Put another way, the process of cobbling together an autocatalytic set has to do with the flow of complex specified information, not its origination. This conclusion is supported by the fact that Kauffman says these aspects of self-organized complexity are quintessentially lawful, taken along with Dembski's demonstration that natural laws and/or computer-style algorithms cannot originate CSI/design.

At first blush, it might seem as if Kauffman's worldview is downright antagonistic to Dembski's. Kauffman emphasizes types of natural behavior that do not directly implicate design, it is true, while Dembski focuses immediately on design, which he says complex specified information is another name for — CSI and design being isomorpic ways of representing the same thing.

But here's another way to look at it: life is an emergent phenomenon whose "efficient cause," to use the Aristotelian term, is self-organization. But its "final cause" is design.

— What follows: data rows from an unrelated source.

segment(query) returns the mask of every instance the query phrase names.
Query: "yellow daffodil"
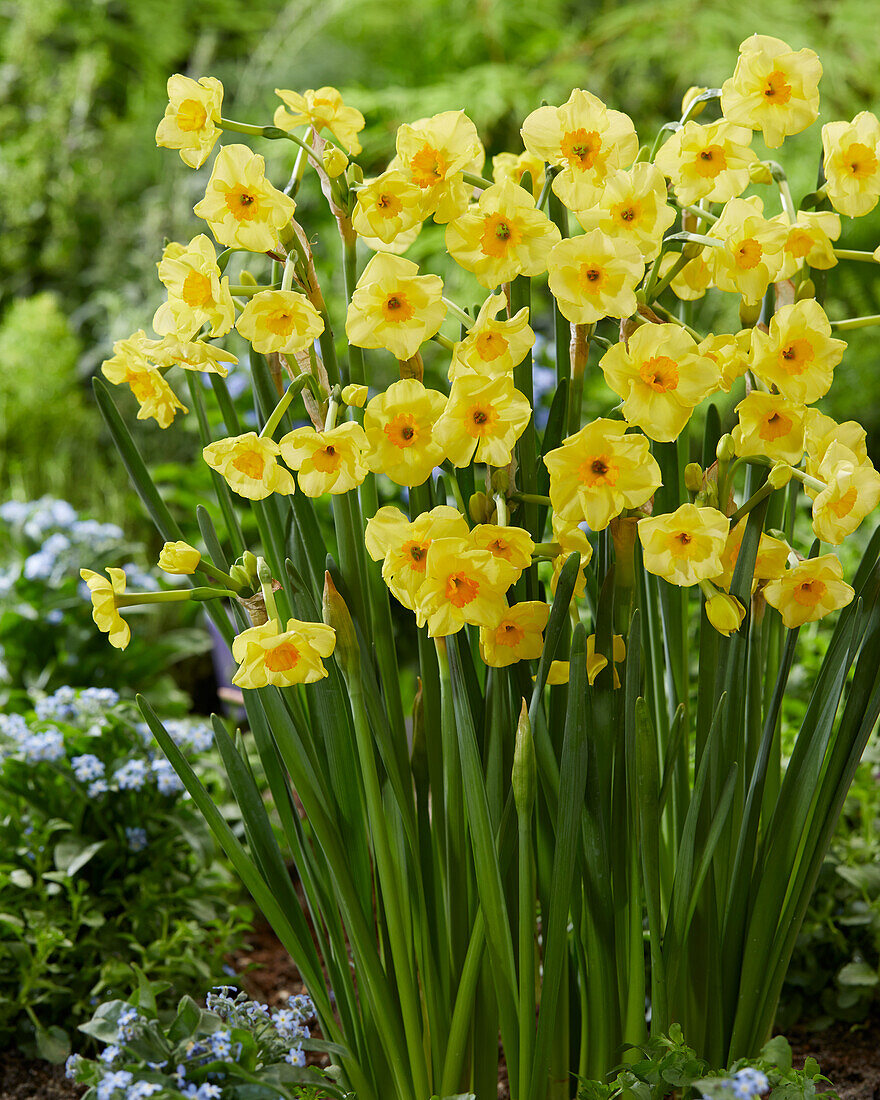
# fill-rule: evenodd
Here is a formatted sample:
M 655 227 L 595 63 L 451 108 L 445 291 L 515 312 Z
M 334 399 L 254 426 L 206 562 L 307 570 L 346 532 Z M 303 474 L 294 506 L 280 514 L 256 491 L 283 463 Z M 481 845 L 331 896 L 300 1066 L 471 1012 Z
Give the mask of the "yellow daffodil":
M 815 623 L 851 602 L 856 593 L 843 576 L 839 559 L 826 553 L 802 561 L 784 576 L 771 581 L 763 590 L 763 597 L 792 630 L 804 623 Z
M 531 177 L 531 197 L 537 202 L 544 182 L 543 160 L 540 156 L 534 153 L 498 153 L 492 158 L 492 178 L 496 184 L 503 184 L 505 179 L 521 184 L 527 172 Z
M 802 405 L 781 394 L 755 391 L 736 407 L 739 424 L 734 428 L 734 447 L 740 457 L 763 454 L 774 462 L 796 465 L 804 453 Z
M 685 122 L 660 147 L 654 164 L 672 180 L 679 202 L 726 202 L 749 186 L 749 170 L 756 161 L 750 141 L 746 128 L 724 119 L 707 125 Z
M 200 561 L 201 553 L 188 542 L 166 542 L 158 556 L 158 568 L 165 573 L 189 576 Z
M 645 261 L 631 241 L 593 229 L 554 245 L 547 258 L 550 293 L 575 324 L 636 312 L 636 286 Z
M 845 350 L 846 341 L 832 337 L 822 306 L 815 298 L 804 298 L 778 309 L 768 333 L 754 331 L 750 365 L 789 400 L 812 405 L 828 392 Z
M 310 88 L 301 94 L 276 88 L 275 95 L 284 103 L 284 107 L 276 108 L 273 119 L 279 130 L 296 130 L 305 125 L 329 130 L 350 153 L 356 156 L 361 152 L 358 134 L 364 128 L 364 117 L 356 108 L 345 107 L 336 88 Z
M 187 413 L 168 383 L 147 358 L 158 341 L 147 340 L 141 330 L 113 344 L 111 359 L 101 364 L 101 373 L 116 386 L 128 385 L 138 405 L 138 419 L 153 419 L 160 428 L 168 428 L 178 409 Z
M 860 460 L 835 441 L 825 452 L 816 476 L 827 488 L 813 499 L 813 530 L 817 539 L 838 546 L 880 504 L 880 474 L 870 460 Z
M 378 252 L 352 295 L 345 334 L 359 348 L 386 348 L 411 359 L 443 323 L 447 307 L 439 275 L 419 275 L 418 264 Z
M 232 656 L 239 669 L 232 678 L 237 688 L 290 688 L 312 684 L 327 675 L 322 658 L 336 649 L 337 632 L 323 623 L 288 619 L 284 630 L 271 618 L 262 626 L 242 630 L 232 640 Z
M 806 264 L 827 271 L 837 264 L 832 241 L 840 235 L 840 216 L 833 210 L 799 210 L 792 226 L 784 213 L 770 221 L 778 221 L 785 230 L 782 245 L 782 267 L 777 278 L 791 278 Z
M 153 317 L 156 332 L 191 340 L 206 323 L 211 326 L 209 336 L 221 337 L 229 332 L 235 321 L 229 279 L 221 278 L 213 244 L 205 233 L 199 233 L 186 246 L 176 242 L 168 244 L 157 266 L 168 300 Z
M 280 455 L 292 470 L 296 470 L 299 487 L 306 496 L 339 495 L 360 485 L 370 472 L 369 449 L 364 429 L 353 420 L 328 431 L 294 428 L 278 440 Z
M 715 286 L 760 301 L 782 267 L 785 228 L 763 217 L 763 204 L 755 195 L 730 199 L 707 235 L 723 242 L 703 250 Z
M 629 167 L 639 150 L 632 120 L 580 88 L 561 107 L 532 111 L 520 133 L 532 156 L 562 168 L 553 190 L 570 210 L 588 207 L 608 169 Z
M 462 172 L 480 172 L 485 152 L 464 111 L 442 111 L 405 123 L 397 131 L 397 155 L 388 165 L 421 189 L 426 215 L 447 222 L 463 213 L 471 193 Z
M 246 145 L 224 145 L 217 154 L 205 198 L 194 211 L 221 244 L 267 252 L 293 218 L 296 204 L 266 179 L 262 156 Z
M 383 172 L 358 189 L 351 223 L 361 237 L 394 244 L 425 220 L 421 188 L 403 172 Z
M 730 387 L 737 378 L 741 378 L 749 367 L 749 349 L 754 329 L 740 329 L 734 336 L 722 332 L 718 336 L 710 333 L 697 344 L 697 352 L 711 359 L 718 372 L 722 389 L 730 393 Z
M 631 241 L 642 260 L 653 260 L 663 233 L 675 220 L 662 173 L 652 164 L 636 164 L 629 172 L 613 169 L 596 188 L 596 206 L 575 211 L 581 226 Z
M 411 612 L 425 581 L 428 550 L 436 538 L 468 541 L 470 531 L 464 516 L 442 504 L 422 512 L 410 522 L 399 508 L 387 505 L 366 521 L 366 552 L 373 561 L 382 562 L 383 580 Z
M 825 190 L 838 213 L 861 218 L 880 198 L 880 121 L 859 111 L 851 122 L 822 128 Z
M 514 388 L 510 375 L 463 375 L 452 383 L 433 433 L 454 466 L 466 466 L 472 459 L 506 466 L 530 417 L 528 398 Z
M 488 550 L 494 558 L 508 561 L 520 572 L 531 564 L 535 542 L 521 527 L 477 524 L 471 531 L 471 538 L 477 550 Z
M 685 588 L 717 576 L 729 529 L 723 512 L 695 504 L 666 516 L 646 516 L 638 527 L 645 568 Z
M 620 634 L 616 634 L 612 639 L 612 660 L 615 664 L 626 658 L 626 642 Z M 586 682 L 592 686 L 596 682 L 596 676 L 603 669 L 608 667 L 608 658 L 596 652 L 596 636 L 591 634 L 586 639 Z M 547 683 L 553 688 L 558 684 L 566 684 L 571 673 L 570 661 L 551 661 L 550 671 L 547 675 Z M 620 686 L 620 678 L 617 669 L 614 669 L 614 686 Z
M 178 150 L 184 164 L 200 168 L 220 136 L 222 103 L 223 86 L 215 77 L 169 76 L 168 106 L 156 129 L 156 145 Z
M 254 351 L 268 355 L 308 348 L 323 332 L 323 318 L 295 290 L 261 290 L 241 311 L 235 328 Z
M 734 75 L 722 85 L 722 111 L 730 122 L 763 133 L 779 148 L 818 118 L 822 64 L 812 50 L 794 51 L 780 38 L 752 34 L 739 47 Z
M 470 539 L 433 539 L 418 591 L 418 625 L 427 625 L 430 638 L 455 634 L 465 623 L 497 626 L 518 575 L 509 562 L 477 550 Z
M 604 530 L 624 508 L 639 508 L 659 488 L 660 466 L 645 436 L 619 420 L 594 420 L 544 455 L 553 513 Z
M 290 471 L 278 465 L 278 444 L 256 432 L 219 439 L 201 453 L 211 470 L 249 501 L 263 501 L 272 493 L 286 496 L 296 488 Z
M 402 378 L 374 397 L 364 410 L 371 470 L 398 485 L 421 485 L 446 458 L 433 427 L 447 398 L 416 378 Z
M 90 569 L 80 569 L 79 575 L 91 594 L 91 617 L 95 625 L 107 635 L 114 649 L 124 649 L 131 641 L 131 630 L 119 614 L 117 597 L 125 591 L 125 572 L 113 566 L 108 566 L 105 572 L 107 576 Z
M 627 421 L 649 439 L 678 439 L 694 408 L 718 388 L 718 372 L 676 324 L 642 324 L 603 355 L 600 366 L 623 397 Z
M 744 516 L 727 536 L 727 541 L 722 552 L 721 572 L 712 578 L 712 581 L 723 588 L 729 588 L 730 582 L 734 579 L 734 570 L 739 559 L 747 522 L 748 516 Z M 782 576 L 785 572 L 788 560 L 788 544 L 782 542 L 781 539 L 774 539 L 772 535 L 761 532 L 761 538 L 758 542 L 758 553 L 755 559 L 752 588 L 757 586 L 759 581 L 772 581 L 777 576 Z
M 560 240 L 535 199 L 510 179 L 493 184 L 476 207 L 447 226 L 447 251 L 490 289 L 517 275 L 547 270 L 550 249 Z
M 480 656 L 493 669 L 517 661 L 536 661 L 543 650 L 543 629 L 550 605 L 540 601 L 514 604 L 494 627 L 480 628 Z
M 506 305 L 503 294 L 492 294 L 483 302 L 468 336 L 452 351 L 450 382 L 466 374 L 480 374 L 483 377 L 509 374 L 526 358 L 535 343 L 528 306 L 524 306 L 509 320 L 506 317 L 497 320 Z
M 226 348 L 216 348 L 205 340 L 180 340 L 174 333 L 156 341 L 147 356 L 157 366 L 179 366 L 184 371 L 200 371 L 204 374 L 229 374 L 227 363 L 238 363 L 238 359 Z
M 661 278 L 667 275 L 680 256 L 680 252 L 663 253 L 659 272 Z M 703 255 L 689 260 L 679 274 L 672 277 L 669 286 L 675 297 L 682 301 L 696 301 L 697 298 L 702 298 L 712 286 L 712 272 Z

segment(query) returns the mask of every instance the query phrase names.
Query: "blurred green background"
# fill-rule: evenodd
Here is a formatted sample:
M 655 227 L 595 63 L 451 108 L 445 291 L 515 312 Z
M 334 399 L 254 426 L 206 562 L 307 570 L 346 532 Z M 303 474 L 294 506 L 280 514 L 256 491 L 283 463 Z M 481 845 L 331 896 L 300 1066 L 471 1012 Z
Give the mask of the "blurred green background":
M 163 239 L 188 240 L 210 161 L 199 172 L 154 143 L 165 81 L 213 75 L 224 112 L 267 122 L 275 87 L 333 84 L 367 119 L 364 169 L 384 167 L 402 121 L 465 108 L 490 156 L 519 151 L 521 120 L 542 99 L 585 87 L 629 113 L 644 139 L 676 118 L 691 85 L 716 86 L 758 31 L 815 48 L 825 67 L 820 124 L 787 142 L 795 198 L 815 185 L 820 125 L 878 108 L 876 35 L 864 0 L 707 4 L 700 0 L 28 0 L 0 8 L 0 498 L 43 493 L 144 535 L 140 506 L 103 438 L 87 385 L 114 339 L 150 327 Z M 264 142 L 280 175 L 286 143 Z M 322 235 L 322 202 L 300 218 Z M 880 240 L 878 211 L 844 219 L 848 248 Z M 328 227 L 329 230 L 329 227 Z M 439 258 L 429 230 L 415 258 Z M 318 258 L 330 276 L 334 256 Z M 330 245 L 329 248 L 332 248 Z M 880 312 L 880 268 L 842 264 L 832 316 Z M 338 277 L 338 276 L 333 276 Z M 332 294 L 331 294 L 332 297 Z M 876 330 L 853 334 L 827 410 L 858 415 L 880 441 Z M 133 402 L 120 395 L 133 422 Z M 198 479 L 190 418 L 138 425 L 147 454 L 188 513 Z M 161 440 L 161 446 L 160 446 Z M 169 466 L 168 463 L 172 463 Z M 194 484 L 194 477 L 196 482 Z M 188 487 L 189 486 L 189 487 Z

If antequated Aristotelian causal categories don't seem quite right, though, then I would go so far as to call self-organization the "handmaiden" of design — in much the same way as Kauffman calls self-organization the "handmaiden" of Darwinian natural selection.

I like this "handmaiden of design" metaphor particularly well because it patterns with the idea that design comes from God (presumably masculine), and self-organization comes from nature (presumably feminine). Prettily, moreover, Mary the mother of Jesus responded to the announcing angel who brought her news of what was about to happen to her if she consented, "Behold the handmaid of the Lord; be it unto me according to thy word" (Luke 1:38).